Today both modes are stubs that print a friendly “not yet” message — the Rust path waits on the websocket-driver work tracked under issue #30 level 2; the DSL path waits on Zyntax Grammar2 + Runtime2. For now, use dx serve --hot-patch (above) to drive Rust hot-patches.

Troubleshooting

  • “Patch had no effect.” Double-check that the change is in your binary crate, not in a workspace dependency. dx serve --hot-patch prints which crate it patched; if the line doesn’t mention your binary, the edit was outside the patchable scope.
  • dx logs Ignoring hotpatch since there is no ASLR reference. The app didn’t open the websocket back to dx, so dx couldn’t compute jump-table offsets. Check that you compiled the app with the hot-reload feature on (--features blinc_app/hot-reload) and that you’re running the resulting binary as a child of dx serve --hot-patch (which sets the DIOXUS_DEVSERVER_* env vars the client reads). On startup the client logs hot-reload: connected at info level when the websocket opens.
  • CSS edit doesn’t show up. If your stylesheet lives in a const STYLESHEET: &str = ... (or other binary-resident static), the patched closure references the pre-patch address and never sees the new string — see What doesn’t above.
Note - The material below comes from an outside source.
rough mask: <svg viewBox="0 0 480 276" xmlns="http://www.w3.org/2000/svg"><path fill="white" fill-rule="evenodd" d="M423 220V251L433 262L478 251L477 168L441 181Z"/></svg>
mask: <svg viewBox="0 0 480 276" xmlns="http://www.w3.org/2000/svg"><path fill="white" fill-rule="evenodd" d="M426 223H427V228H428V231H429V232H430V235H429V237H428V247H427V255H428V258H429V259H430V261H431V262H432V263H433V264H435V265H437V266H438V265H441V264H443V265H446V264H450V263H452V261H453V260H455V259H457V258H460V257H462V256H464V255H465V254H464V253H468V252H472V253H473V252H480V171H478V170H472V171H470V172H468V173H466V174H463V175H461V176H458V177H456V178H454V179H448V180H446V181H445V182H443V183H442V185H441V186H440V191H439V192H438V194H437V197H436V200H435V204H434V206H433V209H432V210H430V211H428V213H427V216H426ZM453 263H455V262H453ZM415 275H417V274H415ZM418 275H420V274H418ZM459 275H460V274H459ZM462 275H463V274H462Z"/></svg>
Inline the CSS in the ctx.add_css(r#"..."#) call instead. Once the closure body owns the literal, edits round-trip through the patch without restart.
  • State got cleared after a patch. This means subsecond detected a structural change (a captured struct’s fields moved) and forced a full re-instance. The next frame rebuilds from scratch. This is expected — restart and rebuild if you need the old state back.
  • Crash after a patch. Most likely a struct-layout edit that squeaked past subsecond’s safety checks. Restart the app to recover, then file an issue against Blinc with the diff that triggered it. Even if the root cause is in subsecond, the Blinc team wants to know which patterns are unsafe in practice so we can document them here.

Roadmap

Level 1 (shipped) installs the in-process patch points behind a feature flag and the websocket client that talks to dx serve --hot-patch. Editing a UI body in your binary crate now triggers an in-place patch without restart. Blinc apps don’t link any of the Dioxus reactive runtime at runtime — only subsecond, tungstenite, and the env-var convention crate.

Level 2 will vendor the dev-server side so blinc dev becomes a first-party command — no dx install required, and a chance to tighten the rebuild-detection rules to Blinc’s tree (e.g. invalidate Stylesheet caches when CSS-only files change).